İnsanların bütün işaret parmakları benim üzerimde. Kırmızı elbisemin uçlarını tutarak sahneye çıkıyorum. Annem pazardan onu almak için, babaanneme yalan söyledi. “Plastik bulaşıklık kalmamış pazarda, her yeri aradım taradım yok,” dedi. Bu kırmızı elbise bizim suç unsurumuz. Neyse. Pazarcı, beni ekranda görüp tanımazsa, sorun yok. Mikrofonu ağız hizama kadar indiriyorlar:

“Size bir masal anlatacağım. Bir gün, hava her zamankinden daha güneşliydi. Saat akşam beş civarı olmalı. Kızıl saçlı bir genç adınla, dünyanın en güzel gülümseyen adamı parka girdiler…” Sahnenin yaklaşık bir adım altına düşüyorum. Stüdyoda ses yok. Masalıma devam ediyorum. “Sonra parkta birbirinin elini tutmak istiyorlar. Yani içlerinden öyle geçiriyorlar. Belki dünyadaki herkes için önemsiz olan bu an, kızıl saçlı kadının kalp krizi geçirmesine rağmen o sırada hayatta kalmasıyla sonuçlanıyor. Aslında zaten, aşk her yerde böyle.” Bir gümmmmm daha düşüyorum. Seyircinin yüzünü görebilmek için mikrofona uzanmak zorundayım. Masalıma devam ediyorum. “Adam, kadını saçlarından tam öpecekken, aralarından bir sinek geçiyor. Adam, eliyle sineği itiyor. Kadının yüzüne doğru eğilerek onu öpüyor ve ayrılmaları gerektiğini söylüyor.” Bammmmm! Seyirciyi görmüyorum. Sahne ışıkları artık yalnızca onların üstünde. Önümdeki duvara bakarak devam ediyorum. Gücümü toplamalıyım; anlatmalıyım. Arada kalan şeyleri önemsiz görünenleri, zalim olmadan güçlü olanları ben de anlatmalıyım. Hadi! “Sonra kadın yeniden kalp krizi geçiriyor. Kurtarılamıyor. Bu, aradan geçen sineğin hikâyesidir. Yemin ederim.”

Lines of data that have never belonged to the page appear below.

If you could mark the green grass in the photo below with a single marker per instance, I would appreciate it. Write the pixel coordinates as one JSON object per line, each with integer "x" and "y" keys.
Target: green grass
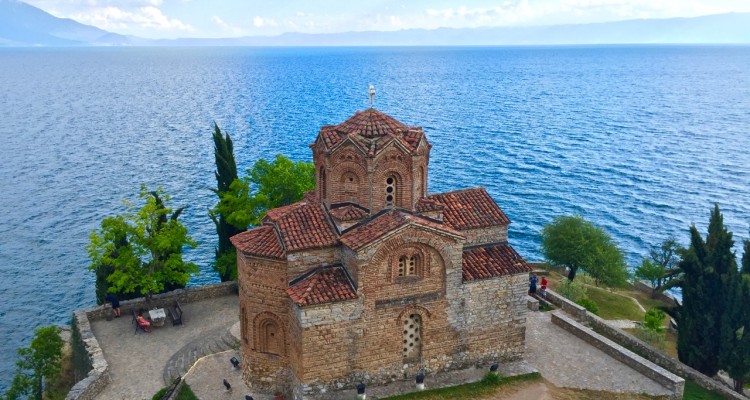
{"x": 488, "y": 385}
{"x": 695, "y": 392}
{"x": 614, "y": 306}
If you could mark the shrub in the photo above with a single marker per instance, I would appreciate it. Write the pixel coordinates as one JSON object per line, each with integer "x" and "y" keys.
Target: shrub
{"x": 572, "y": 290}
{"x": 654, "y": 320}
{"x": 589, "y": 305}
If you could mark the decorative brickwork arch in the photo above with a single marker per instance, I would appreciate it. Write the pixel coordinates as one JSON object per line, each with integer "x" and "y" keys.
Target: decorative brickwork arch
{"x": 349, "y": 183}
{"x": 269, "y": 334}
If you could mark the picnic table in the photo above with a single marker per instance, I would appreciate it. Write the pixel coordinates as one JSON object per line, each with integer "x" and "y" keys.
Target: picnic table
{"x": 158, "y": 316}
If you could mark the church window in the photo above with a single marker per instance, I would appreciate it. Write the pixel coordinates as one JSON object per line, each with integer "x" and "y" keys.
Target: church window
{"x": 407, "y": 265}
{"x": 412, "y": 336}
{"x": 390, "y": 191}
{"x": 270, "y": 339}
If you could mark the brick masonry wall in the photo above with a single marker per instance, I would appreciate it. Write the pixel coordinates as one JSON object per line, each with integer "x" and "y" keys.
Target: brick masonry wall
{"x": 492, "y": 234}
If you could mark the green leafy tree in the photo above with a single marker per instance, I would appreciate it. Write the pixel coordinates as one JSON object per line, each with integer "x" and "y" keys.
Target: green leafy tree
{"x": 268, "y": 185}
{"x": 39, "y": 361}
{"x": 661, "y": 268}
{"x": 705, "y": 266}
{"x": 149, "y": 258}
{"x": 225, "y": 263}
{"x": 734, "y": 357}
{"x": 575, "y": 243}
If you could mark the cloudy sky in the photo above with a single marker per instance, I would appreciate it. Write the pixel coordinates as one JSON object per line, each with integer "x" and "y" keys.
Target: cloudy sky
{"x": 228, "y": 18}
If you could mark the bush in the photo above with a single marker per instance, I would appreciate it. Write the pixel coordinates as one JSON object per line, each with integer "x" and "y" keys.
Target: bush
{"x": 574, "y": 291}
{"x": 654, "y": 320}
{"x": 589, "y": 305}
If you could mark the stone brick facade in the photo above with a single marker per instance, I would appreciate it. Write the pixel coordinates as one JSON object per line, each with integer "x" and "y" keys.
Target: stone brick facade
{"x": 411, "y": 281}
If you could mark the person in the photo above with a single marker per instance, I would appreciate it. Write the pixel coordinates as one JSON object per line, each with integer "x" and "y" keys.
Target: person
{"x": 115, "y": 304}
{"x": 142, "y": 322}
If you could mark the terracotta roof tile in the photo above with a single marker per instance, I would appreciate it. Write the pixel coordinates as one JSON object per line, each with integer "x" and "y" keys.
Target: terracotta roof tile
{"x": 261, "y": 241}
{"x": 372, "y": 130}
{"x": 348, "y": 212}
{"x": 366, "y": 232}
{"x": 302, "y": 225}
{"x": 426, "y": 205}
{"x": 494, "y": 260}
{"x": 322, "y": 285}
{"x": 470, "y": 208}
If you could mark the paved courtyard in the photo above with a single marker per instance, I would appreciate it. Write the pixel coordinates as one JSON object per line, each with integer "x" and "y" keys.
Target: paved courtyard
{"x": 200, "y": 351}
{"x": 137, "y": 361}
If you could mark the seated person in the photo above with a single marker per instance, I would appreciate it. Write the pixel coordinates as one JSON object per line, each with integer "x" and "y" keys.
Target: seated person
{"x": 142, "y": 322}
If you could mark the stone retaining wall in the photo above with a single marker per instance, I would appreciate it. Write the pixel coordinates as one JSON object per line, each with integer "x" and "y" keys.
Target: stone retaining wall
{"x": 641, "y": 348}
{"x": 97, "y": 378}
{"x": 665, "y": 378}
{"x": 659, "y": 358}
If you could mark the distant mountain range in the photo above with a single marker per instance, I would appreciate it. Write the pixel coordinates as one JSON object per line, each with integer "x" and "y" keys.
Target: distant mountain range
{"x": 24, "y": 25}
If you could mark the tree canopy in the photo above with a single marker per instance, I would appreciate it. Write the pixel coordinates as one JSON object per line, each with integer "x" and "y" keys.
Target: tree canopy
{"x": 575, "y": 243}
{"x": 267, "y": 185}
{"x": 706, "y": 266}
{"x": 143, "y": 247}
{"x": 225, "y": 263}
{"x": 661, "y": 268}
{"x": 39, "y": 361}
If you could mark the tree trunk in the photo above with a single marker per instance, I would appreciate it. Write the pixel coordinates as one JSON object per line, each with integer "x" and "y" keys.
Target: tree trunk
{"x": 572, "y": 273}
{"x": 739, "y": 384}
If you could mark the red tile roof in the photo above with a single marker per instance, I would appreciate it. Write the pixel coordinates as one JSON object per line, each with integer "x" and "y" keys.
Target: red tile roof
{"x": 303, "y": 225}
{"x": 483, "y": 262}
{"x": 371, "y": 130}
{"x": 261, "y": 241}
{"x": 322, "y": 285}
{"x": 426, "y": 205}
{"x": 348, "y": 212}
{"x": 364, "y": 233}
{"x": 470, "y": 209}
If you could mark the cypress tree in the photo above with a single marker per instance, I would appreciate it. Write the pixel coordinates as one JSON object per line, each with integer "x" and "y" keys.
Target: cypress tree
{"x": 706, "y": 267}
{"x": 225, "y": 263}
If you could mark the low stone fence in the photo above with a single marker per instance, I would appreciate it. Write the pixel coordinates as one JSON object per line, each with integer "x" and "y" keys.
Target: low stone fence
{"x": 577, "y": 311}
{"x": 659, "y": 358}
{"x": 639, "y": 347}
{"x": 665, "y": 378}
{"x": 97, "y": 375}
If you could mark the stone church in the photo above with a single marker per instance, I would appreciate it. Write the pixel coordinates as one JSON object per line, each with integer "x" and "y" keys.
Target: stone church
{"x": 371, "y": 278}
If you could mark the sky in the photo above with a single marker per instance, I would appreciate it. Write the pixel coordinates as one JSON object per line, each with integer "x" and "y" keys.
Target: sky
{"x": 231, "y": 18}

Bammmmmmm! Sahnenin en dibindeyim. Seyirciler yok. Sesleri de.
Oylar, geriye kalanlara… Herkes, önceden duyduğu masallarla uyumak istiyor. Sonunu bildikleriyle… böylece sonuna kadar dinlemek zorunda kalmıyorlar. İhtişamlı olmayan anların kraliçesiyim. Sen de yani. Ama artık, bir hikâyem var.
Senin de yani. Bu, inan bana, aradan geçen sineğin hikâyesidir.